Я хочу бороться, чтобы выйти с моими четырьмя детьми из трудного положения. Или вернусь на родину, в мою семью. Я обещала себе больше никогда не быть жертвой, подчиненной и пассивной. Б Сенегале говорят: «Возделывай свое поле сам; если ты останешься в постели, милосердный Бог не сделает это за тебя».
Я не перестаю бегать от одной ассоциации взаимопомощи к другой и даже создала собственную в тысяча девятьсот восемьдесят восьмом году. Я даю уроки грамоты, веду курсы шитья. Я нуждаюсь в этом, потому что, помогая другим, помогаю себе. Если перестану бороться – все станет невыносимым для меня. Это мой способ «возделывать мое поле».

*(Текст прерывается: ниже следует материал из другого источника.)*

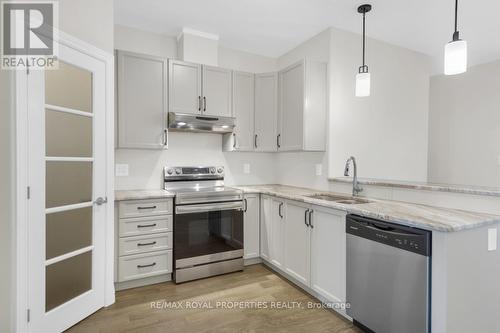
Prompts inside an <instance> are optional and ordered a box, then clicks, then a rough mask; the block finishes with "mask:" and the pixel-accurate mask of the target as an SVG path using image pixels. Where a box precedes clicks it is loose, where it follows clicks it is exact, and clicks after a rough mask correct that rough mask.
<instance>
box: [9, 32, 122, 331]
mask: <svg viewBox="0 0 500 333" xmlns="http://www.w3.org/2000/svg"><path fill="white" fill-rule="evenodd" d="M58 43H60V44H63V45H65V46H67V47H70V48H72V49H74V50H76V51H79V52H81V53H84V54H86V55H88V56H90V57H93V58H95V59H97V60H99V61H101V62H102V63H103V64H104V66H105V103H106V104H105V105H106V106H105V108H106V111H105V122H106V125H105V126H106V139H105V143H104V144H105V147H106V162H105V169H106V194H105V195H106V197H107V198H108V205H107V209H106V226H105V236H104V238H105V266H106V267H105V282H104V293H105V297H104V304H103V306H109V305H111V304H113V303H114V302H115V289H114V197H115V196H114V137H115V136H114V113H115V112H114V57H113V54H111V53H108V52H106V51H103V50H101V49H99V48H96V47H95V46H93V45H91V44H88V43H86V42H84V41H81V40H79V39H77V38H75V37H73V36H71V35H68V34H66V33H64V32H62V31H59V41H58ZM13 85H14V88H15V95H16V96H15V98H14V106H15V110H16V223H15V226H14V229H15V230H14V235H15V244H14V253H15V260H14V267H13V271H14V274H13V275H14V276H13V278H14V280H13V281H14V282H15V309H14V320H15V322H14V326H15V332H21V333H24V332H28V310H29V302H28V283H29V279H28V271H29V270H28V263H29V261H28V247H27V244H28V227H29V226H28V220H27V209H28V200H29V199H28V197H27V188H28V186H29V184H28V140H27V138H28V134H29V130H28V109H27V100H28V96H27V73H26V72H25V71H17V72H16V73H15V74H14V82H13Z"/></svg>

Единственный стабильный элемент в моем существовании – дети. Они целый день в школе, в полдень едят в столовой, за что плачу только я одна. Преподаватели и наставники знают о моей ситуации, но никак не реагируют. А соседи но кварталу стали непосредственными свидетелями моих трудностей: драки с бывшим мужем происходят каждые два-три дня, и я не могу их избежать. Он должен уступить. Однажды, когда насилие стало невыносимым, я оказалась в отеле с детьми. У меня опухшее лицо, он бьет меня регулярно, и так же регулярно я сопротивляюсь. У меня есть свобода, я жива. Я хочу окончательной победы. Пусть он остается отцом моих детей, но оставит мысль быть моим «мужем». Пусть вырвет из своего сознания идею, что развод существует только для белых.